To <Essex_Boy> I stickied you a few days ago but have not received a reply. Is it possible that your mail box is full? Please sticky me back

hamish mcgowan

12:31 am on Sep 23, 2004 (gmt 0)

10+ Year Member



Hi all,

Thanks for your responses.

I understand that there might be concerns for customers about having their items shipped from so far away, but I don't see this as being so different from a customer ordering something from *any* overseas company.

Derek: You mention other options for accepting payment; are there any that you'd particularly recommend? I had been considering PayPal because it seemed like a good way to test the waters without too much exposure, but I rejected this on the grounds that:
1. It may appear unprofessional to some customers, and
2. A lot of merchants have reported having bad experiences with their accounts and receiving inadequate customer service.

Once again, many thanks for all of your feedback so far.

Hamish

hfwd

2:42 am on Sep 23, 2004 (gmt 0)

10+ Year Member



What about custom duties? You should be clear about this: every once in a while, we would get packages that we shipped to other countries returned to us because of custom issues.

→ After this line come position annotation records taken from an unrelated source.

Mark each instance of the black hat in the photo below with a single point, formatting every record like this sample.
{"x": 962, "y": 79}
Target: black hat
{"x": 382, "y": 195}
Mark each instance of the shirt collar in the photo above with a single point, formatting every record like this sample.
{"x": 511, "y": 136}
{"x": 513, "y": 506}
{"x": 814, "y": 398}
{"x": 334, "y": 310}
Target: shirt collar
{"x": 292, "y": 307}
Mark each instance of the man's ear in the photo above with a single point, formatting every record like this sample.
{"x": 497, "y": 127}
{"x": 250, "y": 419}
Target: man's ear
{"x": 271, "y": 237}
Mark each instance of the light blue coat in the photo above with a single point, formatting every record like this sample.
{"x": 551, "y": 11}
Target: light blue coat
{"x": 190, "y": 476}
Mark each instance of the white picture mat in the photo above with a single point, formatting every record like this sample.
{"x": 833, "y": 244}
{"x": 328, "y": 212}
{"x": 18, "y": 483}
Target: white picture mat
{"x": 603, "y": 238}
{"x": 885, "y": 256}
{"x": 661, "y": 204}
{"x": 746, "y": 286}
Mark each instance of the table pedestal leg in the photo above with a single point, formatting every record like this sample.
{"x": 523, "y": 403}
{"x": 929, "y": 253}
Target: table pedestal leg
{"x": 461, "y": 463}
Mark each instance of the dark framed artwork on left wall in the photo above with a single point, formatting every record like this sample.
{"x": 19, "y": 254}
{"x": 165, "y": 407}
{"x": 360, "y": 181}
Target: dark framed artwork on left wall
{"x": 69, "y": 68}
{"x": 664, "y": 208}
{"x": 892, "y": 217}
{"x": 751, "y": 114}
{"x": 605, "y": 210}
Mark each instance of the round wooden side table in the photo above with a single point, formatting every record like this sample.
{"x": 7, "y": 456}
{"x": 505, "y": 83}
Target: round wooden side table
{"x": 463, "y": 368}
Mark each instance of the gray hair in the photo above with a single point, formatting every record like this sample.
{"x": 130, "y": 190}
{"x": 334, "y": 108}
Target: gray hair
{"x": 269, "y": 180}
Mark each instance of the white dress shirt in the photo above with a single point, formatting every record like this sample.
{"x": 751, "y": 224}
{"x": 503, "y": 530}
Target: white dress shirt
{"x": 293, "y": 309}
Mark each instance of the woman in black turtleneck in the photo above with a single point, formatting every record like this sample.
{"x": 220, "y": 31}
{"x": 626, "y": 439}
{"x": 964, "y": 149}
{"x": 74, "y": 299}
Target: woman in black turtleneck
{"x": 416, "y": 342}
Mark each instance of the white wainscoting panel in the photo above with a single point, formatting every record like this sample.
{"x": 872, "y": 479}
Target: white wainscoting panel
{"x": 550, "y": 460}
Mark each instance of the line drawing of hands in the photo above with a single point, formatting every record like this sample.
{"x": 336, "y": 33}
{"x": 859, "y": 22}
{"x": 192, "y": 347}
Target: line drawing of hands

This is probably not a concern if you ship with UPS/FedEx, since they include custom clearance in their service - however, they charge an arm & a leg for it.

fhaws

4:05 am on Sep 24, 2004 (gmt 0)

10+ Year Member



I like x-cart over OSC. It has an HTML generator that creates an HTML calatlog of all the dynamically generated pages. And as you know, searchspiders like HTML over the dynamically generated pages.

babushka99

9:01 am on Sep 24, 2004 (gmt 0)

10+ Year Member



If you're living in Asia and selling in UK, you can (if posisble) have your income diverted back to you from UK to Asia and you might qualify for export-based tax relief. Essentially lets say you're based out of Thailand, since you are essentially exporting from Thailand, and if you bring your income (Dollar based/Euro-based) back to Thailand, you would qualify for what is called Export Proceed Realization, you would have to surrender your Dollars/Euros and get the local currency equivalent, and usually such income is exempt from Income tax. You might want to check with the local export promotion body in the asian country you're living in.